Here's a snapshot of numastat from a node running multiple ffmpeg
processes bound to specific NUMA nodes matching the GPU topology from
nvidia-smi:
nvidia-smi topo --matrix
Output:
nvidia-smi topo --matrix
GPU0 GPU1 GPU2 GPU3 CPU Affinity
GPU0 X SYS SYS SYS 0-23,48-71
GPU1 SYS X NODE NODE 24-47,72-95
GPU2 SYS NODE X PHB 24-47,72-95
GPU3 SYS NODE PHB X 24-47,72-95
Legend:
X = Self
SYS = Connection traversing PCIe as well as the SMP interconnect
between NUMA nodes (e.g., QPI/UPI)
NODE = Connection traversing PCIe as well as the interconnect
between PCIe Host Bridges within a NUMA node
PHB = Connection traversing PCIe as well as a PCIe Host Bridge
(typically the CPU)
PXB = Connection traversing multiple PCIe bridges (without
traversing the PCIe Host Bridge)
PIX = Connection traversing at most a single PCIe bridge
NV# = Connection traversing a bonded set of # NVLinks
Comparing that to the output from numactl -H:
available: 2 nodes (0-1)
node 0 cpus: 0 1 2 3 4 5 6 7 8 9 10 11 12 13 14 15 16 17 18 19 20 21
22 23 48 49 50 51 52 53 54 55 56 57 58 59 60 61 62 63 64 65 66 67 68
69 70 71
node 0 size: 257625 MB
node 0 free: 82564 MB
node 1 cpus: 24 25 26 27 28 29 30 31 32 33 34 35 36 37 38 39 40 41 42
43 44 45 46 47 72 73 74 75 76 77 78 79 80 81 82 83 84 85 86 87 88 89
90 91 92 93 94 95
node 1 size: 258016 MB
node 1 free: 75488 MB
node distances:
node 0 1
0: 10 21
1: 21 10
And then tapping into each GPU with ffmpeg such that we tie processes
to the same nodes as the GPUs are on:
numastat -p ffmpeg
Per-node process memory usage (in MBs)
PID Node 0 Node 1 Total
---------------- --------------- --------------- ---------------
58223 (ffmpeg) 2102.72 24.04 2126.75
64285 (ffmpeg) 16.57 4989.87 5006.44
66707 (ffmpeg) 16.96 4998.27 5015.23
68719 (ffmpeg) 16.76 4989.13 5005.89
70800 (ffmpeg) 16.74 4997.01 5013.75
72017 (ffmpeg) 16.76 5015.60 5032.36
74203 (ffmpeg) 16.72 4946.99 4963.71
76597 (ffmpeg) 16.86 5025.52 5042.38
77722 (ffmpeg) 4970.77 24.21 4994.97
79603 (ffmpeg) 16.72 4995.20 5011.92
81882 (ffmpeg) 4984.33 24.14 5008.47
83570 (ffmpeg) 16.57 4990.14 5006.71
85616 (ffmpeg) 4963.34 24.50 4987.84
87655 (ffmpeg) 16.71 4971.09 4987.81
---------------- --------------- --------------- ---------------
Total 17188.52 50015.71 67204.24
You'll see that the configured constraints are respected.

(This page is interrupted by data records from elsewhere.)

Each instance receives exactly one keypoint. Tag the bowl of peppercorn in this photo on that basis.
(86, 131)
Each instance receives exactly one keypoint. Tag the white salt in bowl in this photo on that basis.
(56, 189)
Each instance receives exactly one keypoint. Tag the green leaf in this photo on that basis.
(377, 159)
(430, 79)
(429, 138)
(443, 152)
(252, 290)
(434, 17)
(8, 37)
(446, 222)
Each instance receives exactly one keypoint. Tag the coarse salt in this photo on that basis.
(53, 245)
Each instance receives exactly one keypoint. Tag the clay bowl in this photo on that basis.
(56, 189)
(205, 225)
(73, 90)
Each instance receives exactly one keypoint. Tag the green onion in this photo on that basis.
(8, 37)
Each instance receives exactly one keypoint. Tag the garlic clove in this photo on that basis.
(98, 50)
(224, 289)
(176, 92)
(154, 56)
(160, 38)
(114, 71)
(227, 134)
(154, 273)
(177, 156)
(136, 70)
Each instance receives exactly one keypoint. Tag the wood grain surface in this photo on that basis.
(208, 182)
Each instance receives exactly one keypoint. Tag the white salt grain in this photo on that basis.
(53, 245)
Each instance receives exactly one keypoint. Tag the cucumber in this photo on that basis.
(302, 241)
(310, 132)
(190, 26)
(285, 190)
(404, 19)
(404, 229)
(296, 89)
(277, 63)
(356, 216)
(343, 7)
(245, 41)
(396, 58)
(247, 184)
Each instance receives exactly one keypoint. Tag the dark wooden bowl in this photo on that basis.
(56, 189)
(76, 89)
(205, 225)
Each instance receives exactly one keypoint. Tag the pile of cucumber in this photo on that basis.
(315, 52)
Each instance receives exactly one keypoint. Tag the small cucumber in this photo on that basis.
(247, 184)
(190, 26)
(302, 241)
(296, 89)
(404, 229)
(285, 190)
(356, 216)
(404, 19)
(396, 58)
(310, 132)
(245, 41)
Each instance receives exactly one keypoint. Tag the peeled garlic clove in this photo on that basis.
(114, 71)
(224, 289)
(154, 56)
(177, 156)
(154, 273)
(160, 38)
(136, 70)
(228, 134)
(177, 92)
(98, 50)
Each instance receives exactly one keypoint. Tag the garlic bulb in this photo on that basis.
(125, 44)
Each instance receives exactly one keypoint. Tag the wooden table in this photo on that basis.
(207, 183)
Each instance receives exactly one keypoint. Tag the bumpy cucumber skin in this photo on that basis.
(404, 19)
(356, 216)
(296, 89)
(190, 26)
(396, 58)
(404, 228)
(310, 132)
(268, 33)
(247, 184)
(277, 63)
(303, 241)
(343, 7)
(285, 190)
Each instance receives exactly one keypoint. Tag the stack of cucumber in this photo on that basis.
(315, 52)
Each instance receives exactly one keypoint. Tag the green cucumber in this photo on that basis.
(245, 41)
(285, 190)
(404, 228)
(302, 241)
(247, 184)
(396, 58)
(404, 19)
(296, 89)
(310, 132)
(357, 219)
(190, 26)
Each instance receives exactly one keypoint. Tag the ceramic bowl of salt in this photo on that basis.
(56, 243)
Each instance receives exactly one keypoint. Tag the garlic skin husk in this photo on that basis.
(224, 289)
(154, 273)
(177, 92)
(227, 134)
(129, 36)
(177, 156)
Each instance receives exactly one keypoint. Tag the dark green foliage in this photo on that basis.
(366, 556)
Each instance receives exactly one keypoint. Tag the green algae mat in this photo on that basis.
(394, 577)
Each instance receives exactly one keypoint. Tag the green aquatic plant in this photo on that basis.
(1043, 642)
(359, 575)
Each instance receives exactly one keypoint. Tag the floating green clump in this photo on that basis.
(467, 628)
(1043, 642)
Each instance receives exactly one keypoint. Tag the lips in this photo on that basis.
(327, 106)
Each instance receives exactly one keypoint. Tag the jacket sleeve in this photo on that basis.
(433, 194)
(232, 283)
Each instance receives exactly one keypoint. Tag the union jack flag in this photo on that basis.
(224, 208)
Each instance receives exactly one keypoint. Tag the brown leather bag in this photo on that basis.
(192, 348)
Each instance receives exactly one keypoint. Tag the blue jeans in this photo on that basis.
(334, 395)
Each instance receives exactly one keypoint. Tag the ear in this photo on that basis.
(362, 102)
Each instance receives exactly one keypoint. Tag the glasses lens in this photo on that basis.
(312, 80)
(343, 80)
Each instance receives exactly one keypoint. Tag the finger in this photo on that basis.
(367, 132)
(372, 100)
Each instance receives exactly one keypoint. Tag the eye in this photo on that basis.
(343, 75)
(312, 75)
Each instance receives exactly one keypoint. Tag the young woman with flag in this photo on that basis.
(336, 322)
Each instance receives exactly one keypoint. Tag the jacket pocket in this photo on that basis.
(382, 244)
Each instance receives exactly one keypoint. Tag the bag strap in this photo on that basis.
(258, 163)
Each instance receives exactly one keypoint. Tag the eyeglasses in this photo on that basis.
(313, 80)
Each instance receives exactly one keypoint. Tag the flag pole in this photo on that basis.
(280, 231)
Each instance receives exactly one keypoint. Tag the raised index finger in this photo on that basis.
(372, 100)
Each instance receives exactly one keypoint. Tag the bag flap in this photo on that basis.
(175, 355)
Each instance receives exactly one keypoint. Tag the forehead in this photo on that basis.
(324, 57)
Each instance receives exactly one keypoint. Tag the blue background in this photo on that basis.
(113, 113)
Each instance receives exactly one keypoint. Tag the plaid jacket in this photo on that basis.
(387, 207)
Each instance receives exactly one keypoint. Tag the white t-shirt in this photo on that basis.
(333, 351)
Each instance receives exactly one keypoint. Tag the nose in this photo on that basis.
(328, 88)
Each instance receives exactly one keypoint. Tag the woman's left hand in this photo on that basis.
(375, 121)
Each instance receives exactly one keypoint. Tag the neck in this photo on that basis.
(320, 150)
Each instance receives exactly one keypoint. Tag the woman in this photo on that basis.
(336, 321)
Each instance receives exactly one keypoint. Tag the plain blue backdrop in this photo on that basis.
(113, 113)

You'd need to call up numactl with the correct arguments to launch ffmpeg:
/usr/bin/numactl --membind=$nodes --cpunodebind=$nodes ffmpeg -args
etc.
I cannot recommend taskset as it also explicitly requires CPU
isolation on boot via the isolcpu boot parameter. Too much of a
hassle.
It can be useful if and only if you need on the fly changes to CPU
pinning settings. Don't use taskset and numactl together, stick to
either.
To confirm node and memory pinning from a PID above, I can run the
command below :
grep Cpus_allowed_list /proc/64285/status
Output:
Cpus_allowed_list: 24-47,72-95
And that CPU list corresponds to node 1.
If you're using the libx265 encoder in FFmpeg, this wrapper is also NUMA aware.
It will require the presence of numa development packages and headers
(On Ubuntu, its' provided by the libnuma1 libnuma-dev packages).